Determining the right bidding approach can make a significant difference in your ad performance and ROI. But with so many options, it can be overwhelming to choose the best one for your business.
In this blog post, we’ll guide you through everything you need to know about determining an effective bidding strategy for Google Ads that will help you get more clicks and conversions while staying within budget. So let’s dive in!
What are Google Ads?
Google Ads is an online advertising platform developed by Google.
Advertisers bid on keywords that they believe potential customers are searching for. When someone searches for those terms, Google displays the advertiser’s ads alongside the search results.
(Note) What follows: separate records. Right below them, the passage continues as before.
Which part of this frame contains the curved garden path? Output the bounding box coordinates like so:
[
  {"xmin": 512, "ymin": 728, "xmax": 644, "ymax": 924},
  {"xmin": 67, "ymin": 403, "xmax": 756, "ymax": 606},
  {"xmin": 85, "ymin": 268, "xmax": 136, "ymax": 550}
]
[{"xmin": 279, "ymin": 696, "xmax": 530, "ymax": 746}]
The advertiser pays only when someone clicks on their ad.
AdWords is Google’s main advertising product and is the largest and most popular PPC (pay-per-click) advertising platform in the world.
Google Ads can be used to target potential customers based on a variety of criteria, including geographic location, demographic information, and interests. Advertisers can also use Google Ads to reach people who have previously visited their website or interacted with their brand online.
Google Ads helps businesses reach customers across the web, on Google’s search network, and on partner websites.
By setting a budget and choosing specific keywords, advertisers can create ads that appear at the top of Google search results as well as in other places across the web.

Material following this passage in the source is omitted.